Olympic Stadium Plans Off Track

England has stopped its bid to host the 2015 World Athletics Championship, not because of funding problems but apparently because of fears that it may clash with whoever operates the Olympic Stadium following the 2012 London Games.

The government has now agreed to underwrite the £45 million cost of staging the event, which it has to do to secure the bid, but UK Athletics has said it’s pulling out to avoid a potential legal battle with the various Premier League soccer teams and concert promoters vying to run the stadium after the Olympics.

The legal pitfalls involve bids for the future use of the stadium. The Olympic Park Legacy Company, which is overseeing the tendering process, required all bidders to include athletics in their plans but it didn’t stipulate the £537 million ($866 million) venue should be capable of holding a World Championship.

“There are a number of bidders in a tightly locked-down commercial negotiation,” sports minister Hugh Robertson told The Daily Telegraph. “If the government changes the parameters of that negotiation half-way through the process, then you open yourself up to judicial challenge.”

There’s also the question of timing. The Olympic Park Legacy Company won’t decide who will run the stadium post-Olympics until March.

Only then will it know the likelihood of being capable of staging the 2015 World Athletics Championship. Bids to stage the games need to be with the International Association Of Athletics Federations by Nov. 20, when it holds its council meeting in Monaco.

Live Nation’s London office has teamed with West Ham United soccer club to make a joint bid to share the stadium. Soccer club chairman David Sullivan originally said he wasn’t happy with the idea of having an athletics track around the soccer pitch, but looks to have resigned himself to it.

AEG president Tim Leiweke, whose company is making a bid in cahoots with the Tottenham Hotspur soccer club, has already acknowledged the team would want to tear up the running track.

“I think it’s a crime if you sacrifice having a perfect football stadium for convincing yourself you are going to do a track and field event every 10 years,” he said.

LN international chief ops officer Paul Latham and Leiweke agree the stadium won’t work if its revenues are to come only from staging track and field meetings. Both bids would more likely depend on revenues from soccer and live music.

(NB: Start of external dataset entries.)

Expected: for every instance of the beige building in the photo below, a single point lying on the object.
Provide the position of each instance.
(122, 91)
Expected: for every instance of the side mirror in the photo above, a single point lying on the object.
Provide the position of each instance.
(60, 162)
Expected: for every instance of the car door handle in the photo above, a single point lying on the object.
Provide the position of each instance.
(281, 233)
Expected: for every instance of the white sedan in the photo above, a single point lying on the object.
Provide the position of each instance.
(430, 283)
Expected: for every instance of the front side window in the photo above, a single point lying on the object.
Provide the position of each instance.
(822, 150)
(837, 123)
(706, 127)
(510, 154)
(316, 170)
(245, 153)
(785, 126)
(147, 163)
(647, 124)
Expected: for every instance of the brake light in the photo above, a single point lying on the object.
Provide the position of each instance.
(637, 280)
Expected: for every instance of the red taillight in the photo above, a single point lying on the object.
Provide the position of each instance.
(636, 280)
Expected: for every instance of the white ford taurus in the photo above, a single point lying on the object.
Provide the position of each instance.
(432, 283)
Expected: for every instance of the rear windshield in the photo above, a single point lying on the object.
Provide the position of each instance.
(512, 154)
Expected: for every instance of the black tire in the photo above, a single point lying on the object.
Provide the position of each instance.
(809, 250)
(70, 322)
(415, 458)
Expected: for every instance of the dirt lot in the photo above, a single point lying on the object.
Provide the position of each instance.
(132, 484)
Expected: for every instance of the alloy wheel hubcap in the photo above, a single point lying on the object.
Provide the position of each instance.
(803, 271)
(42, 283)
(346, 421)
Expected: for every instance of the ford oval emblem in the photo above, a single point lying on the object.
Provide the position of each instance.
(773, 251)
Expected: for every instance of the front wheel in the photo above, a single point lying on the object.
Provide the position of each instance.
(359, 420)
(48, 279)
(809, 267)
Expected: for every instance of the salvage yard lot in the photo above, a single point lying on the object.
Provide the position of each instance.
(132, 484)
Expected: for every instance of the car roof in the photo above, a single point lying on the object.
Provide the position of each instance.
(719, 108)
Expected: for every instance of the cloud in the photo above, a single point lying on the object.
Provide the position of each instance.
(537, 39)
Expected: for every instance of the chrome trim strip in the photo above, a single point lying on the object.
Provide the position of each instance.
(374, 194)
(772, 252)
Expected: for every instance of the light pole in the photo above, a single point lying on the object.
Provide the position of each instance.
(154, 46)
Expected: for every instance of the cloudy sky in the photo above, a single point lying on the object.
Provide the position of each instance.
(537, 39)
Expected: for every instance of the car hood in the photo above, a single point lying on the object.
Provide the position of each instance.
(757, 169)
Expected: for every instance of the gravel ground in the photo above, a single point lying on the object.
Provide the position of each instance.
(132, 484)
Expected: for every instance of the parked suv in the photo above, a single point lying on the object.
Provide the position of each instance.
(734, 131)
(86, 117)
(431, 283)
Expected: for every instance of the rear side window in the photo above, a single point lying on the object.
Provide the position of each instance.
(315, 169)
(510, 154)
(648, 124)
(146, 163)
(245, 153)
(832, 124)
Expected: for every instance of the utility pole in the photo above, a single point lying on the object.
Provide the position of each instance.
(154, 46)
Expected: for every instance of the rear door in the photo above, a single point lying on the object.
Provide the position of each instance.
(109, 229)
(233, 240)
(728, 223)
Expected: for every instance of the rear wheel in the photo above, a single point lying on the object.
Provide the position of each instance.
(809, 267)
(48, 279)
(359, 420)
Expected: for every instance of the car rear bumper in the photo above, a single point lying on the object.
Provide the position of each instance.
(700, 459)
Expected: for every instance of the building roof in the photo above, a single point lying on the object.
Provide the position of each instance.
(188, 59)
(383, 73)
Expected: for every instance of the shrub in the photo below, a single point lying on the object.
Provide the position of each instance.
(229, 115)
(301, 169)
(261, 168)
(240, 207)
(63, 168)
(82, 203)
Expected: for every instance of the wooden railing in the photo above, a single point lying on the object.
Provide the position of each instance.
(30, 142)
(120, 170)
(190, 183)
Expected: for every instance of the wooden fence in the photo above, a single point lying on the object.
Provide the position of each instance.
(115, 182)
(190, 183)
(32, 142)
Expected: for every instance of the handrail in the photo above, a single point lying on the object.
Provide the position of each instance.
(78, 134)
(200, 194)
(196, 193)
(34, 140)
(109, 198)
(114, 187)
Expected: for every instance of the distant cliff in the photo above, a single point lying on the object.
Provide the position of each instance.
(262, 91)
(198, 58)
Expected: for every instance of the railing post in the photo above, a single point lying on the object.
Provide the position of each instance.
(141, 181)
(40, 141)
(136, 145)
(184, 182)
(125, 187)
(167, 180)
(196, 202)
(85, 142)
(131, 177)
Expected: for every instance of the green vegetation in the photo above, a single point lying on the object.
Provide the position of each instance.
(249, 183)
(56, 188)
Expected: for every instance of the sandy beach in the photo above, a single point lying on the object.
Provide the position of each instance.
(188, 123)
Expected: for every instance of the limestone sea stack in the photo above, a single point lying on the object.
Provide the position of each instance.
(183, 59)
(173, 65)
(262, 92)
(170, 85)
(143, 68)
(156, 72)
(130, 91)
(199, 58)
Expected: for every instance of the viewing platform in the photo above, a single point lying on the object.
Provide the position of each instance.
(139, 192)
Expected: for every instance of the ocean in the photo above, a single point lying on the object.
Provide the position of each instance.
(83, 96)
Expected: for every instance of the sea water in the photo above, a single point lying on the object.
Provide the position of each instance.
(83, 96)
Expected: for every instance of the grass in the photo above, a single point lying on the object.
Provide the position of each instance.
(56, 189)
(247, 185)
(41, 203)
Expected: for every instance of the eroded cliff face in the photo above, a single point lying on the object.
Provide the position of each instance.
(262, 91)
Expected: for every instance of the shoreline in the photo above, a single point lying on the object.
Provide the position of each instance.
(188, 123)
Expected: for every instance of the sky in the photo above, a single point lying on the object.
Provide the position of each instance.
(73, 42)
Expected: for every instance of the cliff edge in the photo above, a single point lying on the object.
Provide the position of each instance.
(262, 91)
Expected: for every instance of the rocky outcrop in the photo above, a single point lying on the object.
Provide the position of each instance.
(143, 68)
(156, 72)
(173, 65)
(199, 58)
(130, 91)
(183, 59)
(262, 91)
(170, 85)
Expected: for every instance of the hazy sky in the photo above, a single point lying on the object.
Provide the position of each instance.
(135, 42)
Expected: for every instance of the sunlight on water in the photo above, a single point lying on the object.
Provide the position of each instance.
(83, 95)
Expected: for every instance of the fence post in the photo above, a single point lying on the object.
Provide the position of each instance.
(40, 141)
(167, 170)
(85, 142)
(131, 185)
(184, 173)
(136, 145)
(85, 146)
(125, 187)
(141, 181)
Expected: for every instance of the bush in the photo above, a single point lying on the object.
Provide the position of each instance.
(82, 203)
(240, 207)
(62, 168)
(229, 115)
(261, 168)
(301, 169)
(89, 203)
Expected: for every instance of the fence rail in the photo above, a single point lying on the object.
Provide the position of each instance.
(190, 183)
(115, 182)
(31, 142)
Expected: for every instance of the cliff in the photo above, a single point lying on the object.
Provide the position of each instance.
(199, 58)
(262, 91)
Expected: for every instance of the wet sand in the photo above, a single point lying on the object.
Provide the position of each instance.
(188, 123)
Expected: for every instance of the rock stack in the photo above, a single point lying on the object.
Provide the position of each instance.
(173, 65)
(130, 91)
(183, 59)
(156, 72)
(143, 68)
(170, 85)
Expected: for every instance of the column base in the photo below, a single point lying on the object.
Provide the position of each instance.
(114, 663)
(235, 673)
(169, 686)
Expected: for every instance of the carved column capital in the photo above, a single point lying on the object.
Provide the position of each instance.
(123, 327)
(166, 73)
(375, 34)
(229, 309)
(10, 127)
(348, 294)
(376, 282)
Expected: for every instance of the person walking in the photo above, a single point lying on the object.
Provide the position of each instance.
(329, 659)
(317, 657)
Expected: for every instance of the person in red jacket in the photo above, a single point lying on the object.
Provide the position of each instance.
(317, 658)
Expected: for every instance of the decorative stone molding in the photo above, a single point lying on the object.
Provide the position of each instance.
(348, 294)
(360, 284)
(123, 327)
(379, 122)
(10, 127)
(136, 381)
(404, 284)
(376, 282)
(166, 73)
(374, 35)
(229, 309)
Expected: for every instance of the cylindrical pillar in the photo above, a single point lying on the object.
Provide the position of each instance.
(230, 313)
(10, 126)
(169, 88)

The West Ham-Live Nation bid would appear to be the favourite because it appears more flexible regarding the running track. But Latham may have other reasons of being suspicious of any bid involving Tottenham.

Apart from finding it distasteful to ally himself with Tottenham because he supports north London arch-rivals Arsenal, he’ll be aware it also has planning permission to build a new stadium next to its current ground at White Hart Lane.

It may be Tottenham would only look at moving its ground five miles to the east if the cost of fulfilling the planning conditions at White Hart Lane turned out to be prohibitive.